There are many names from history books that testify why oppressively domineering leaders stand for excellence, not mediocrity. Even today, ExxonMobil’s dictatorial CEO Rex Tillerson runs the oil major in the same way it has been run for years by the likes of John D. Rockfeller and Lee Raymond – preeminent and absolutist control over decision-making, whether it comes in the form of a justification as to why Exxon should not bet on non-fossil fuel or why the company should continue betting on Qatar for more than 13% of its reserves. The credit for the highest profits made by any company in the history of mankind goes to Rex of Exxon. Under him, despite fluctuating oil prices, during just the past 4 years, Exxon has reported total net profits of $142.61 billion. Today, Exxon is the most valuable company in the world – with an Mcap of $423.23 billion.
Even research supports the cause of authoritarian leadership style, especially during times of crisis. A 2006 Harvard Business School case, titled, Harley’s Leadership U-Turn, proves how under Rich Teerlink (ex-CEO of Harley-Davidson), the organisation took a U-turn from near extinction. It says, “When an organisation is under extreme pressure – so much so, that one wrong move can mean its collapse – authoritarian leadershipmay very well be necessary.” In another paper titled, Is Servant Leadership Part of Your Worldview?, by Dr. J. Howard Baker of University of Louisiana, he states, “An authoritarian, command and control model of leadership may be very effective for stopping something, destroying something, or conquering something...” He goes on to praise Jack Welch, the authoritarian former Chairman & CEO of GE, one of the most successful CEOs of all times, under whose 13 year-long tenure, GE’s market value appreciated by 2,828.5% to touch $410 billion. [This is something which Jeff Immelt, his democratic-participative leadership styled-successor has failed at; GE is valued at $221.9 billion today – down by 45.9% in a matter of six years.] Enough proof that authoritarian leadership does much good for investors.

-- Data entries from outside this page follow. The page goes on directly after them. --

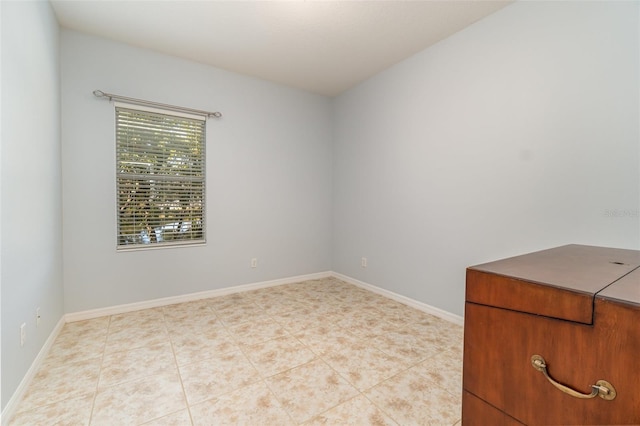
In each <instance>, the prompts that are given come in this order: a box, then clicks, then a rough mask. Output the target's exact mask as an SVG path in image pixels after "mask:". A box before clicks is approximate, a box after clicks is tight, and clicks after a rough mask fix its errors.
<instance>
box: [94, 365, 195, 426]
mask: <svg viewBox="0 0 640 426" xmlns="http://www.w3.org/2000/svg"><path fill="white" fill-rule="evenodd" d="M185 408H186V404H185V399H184V394H183V392H182V386H181V385H180V380H179V378H178V374H177V373H175V374H166V373H165V374H158V375H155V376H149V377H145V378H143V379H138V380H135V381H133V382H127V383H123V384H121V385H116V386H111V387H108V388H105V389H102V390H100V391H98V393H97V395H96V400H95V405H94V409H93V415H92V416H91V424H92V425H109V426H110V425H116V424H118V425H131V424H134V425H137V424H141V423H144V422H147V421H149V420H153V419H157V418H161V417H163V416H165V415H167V414H170V413H174V412H176V411H179V410H182V409H185Z"/></svg>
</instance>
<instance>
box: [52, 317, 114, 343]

From Larry Ellison, who has been written about as being an autocratic indomitable CEO (in one such book titled, ‘The Oracle of Oracles’, by Florence Stone, he has been described as “Ruthless, volatile, arrogant, impatient and autocratic”) to IBM’s former CEO Lou Gertsner whose shout-and-command policy helped save IBM (when he became the CEO in April 1993, IBM was struggling to survive, having lost tens of billions since 1990; under him, IBM’s Mcap increased by 476.67% in a decade to $173 billion, while its stock price increased sevenfold, to $101), there are names that have become immortal as leaders who have used lashing at will.
The CEOs I have mentioned embody the typical American ego, and they only have two bad habits – a hard-to-believe vision and an unbelievable fantasy for total control. And the reason all this despotism works is because experience has shown these iconic legends that humans, in general and most of them, will cheat and shirk work at the first possible instance. Of course, there will be exceptions – like you, obviously – who would not shirk work and who would not need to be threatened, to be productive. But these will remain, as the saying goes, exceptions. Once you truly start believing that the only way an organization can be ruthlessly productive and profitable is to be as ruthless to its people, that’s the moment you’ve qualified in my diary as one of the world’s best CEOs.